After a few minutes it became obvious Frattin was going to be Kessel's decoy. He started taking Kessel's shifts with Bozak and Lupul and then would switch with Kessel if there was no sign of Chara. Otherwise, Kessel would go with the next line.

Lupul said the constant switching meant the Leafs had to pay extra attention, although it was not difficult for him because it was confined to the right wing with Kessel and Frattin.

"You've got to be focused," Lupul said. "For myself and Bozak, it didn't matter. We were playing against whomever.

"It was just the right winger who was changing so it's not that difficult for me. Whenever I was out, I wasn't changing, but a lot of other guys had to be on their toes on the bench."

When the Leafs got their best chance ever to shake Chara, it was Lupul who bailed them out.

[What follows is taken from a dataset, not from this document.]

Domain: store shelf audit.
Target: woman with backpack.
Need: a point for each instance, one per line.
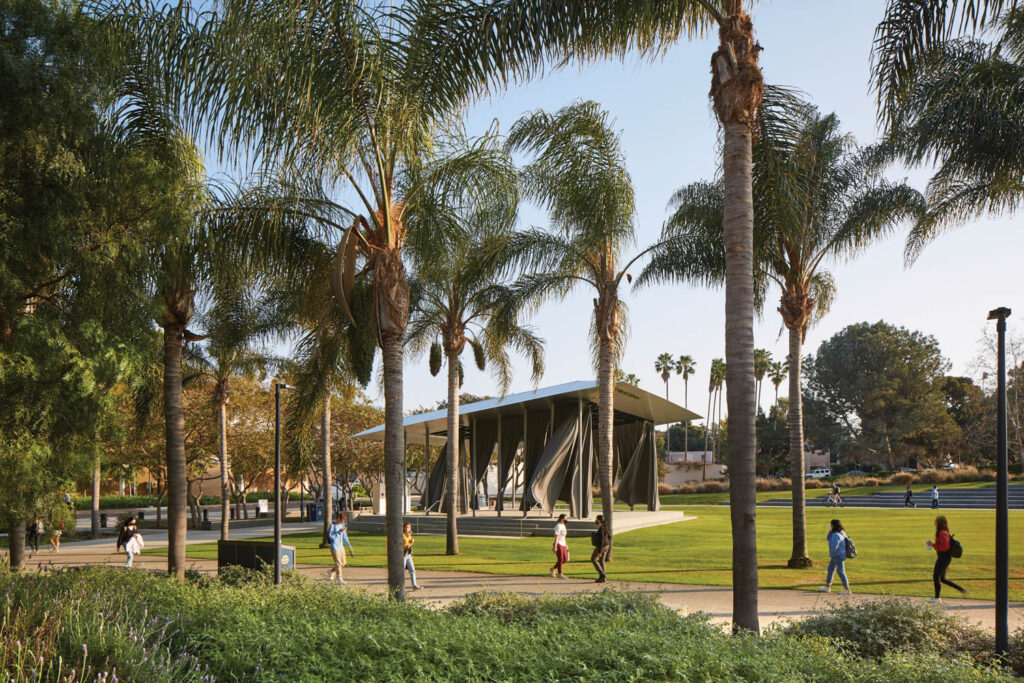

They were down 1-0 by then and another Bruins goal would mean another embarrassing night but Chara took a tripping penalty.

A whole two minutes on the power play without the looming presence of Chara must have seemed too good to believe for the Leafs. For their power play was awful. There were actually a couple of scoring chances for the Bruins as the Leafs fumbled the puck around.

Which is where Lupul came in. With two seconds left in the power play, he corralled a rebound and scored at 5:18 of the second period to tie the score 1-1.

As long as someone else was there to pick up the slack, Kessel's struggles against the Bruins didn't matter so much. Lupul showed when he was healthy he could be that player, both last season when he scored 25 goals in 66 games and this season with 11 in 16 games.

Then Frattin, who wasn't dressed for Game 1, stepped forward a little less than seven minutes later. Once again, he took a shift for Kessel but this time he made such a nice rush down the right side you could have sworn Carlyle simply had Frattin switch sweaters with Kessel in another bid to get him away from Chara.

Frattin swept around defenceman Dennis Seidenberg, moved in on Rask and then flipped the puck across the slot to Lupul, who scored his second goal of the night and of the playoffs.

No Chara, no problem, as they say. And then it was left to Kessel to land a body shot with van Riemsdyk applying the coup de grace in the third period.

But the trick, now that the Chara spell has at least been dealt a mighty blow, is to keep it up.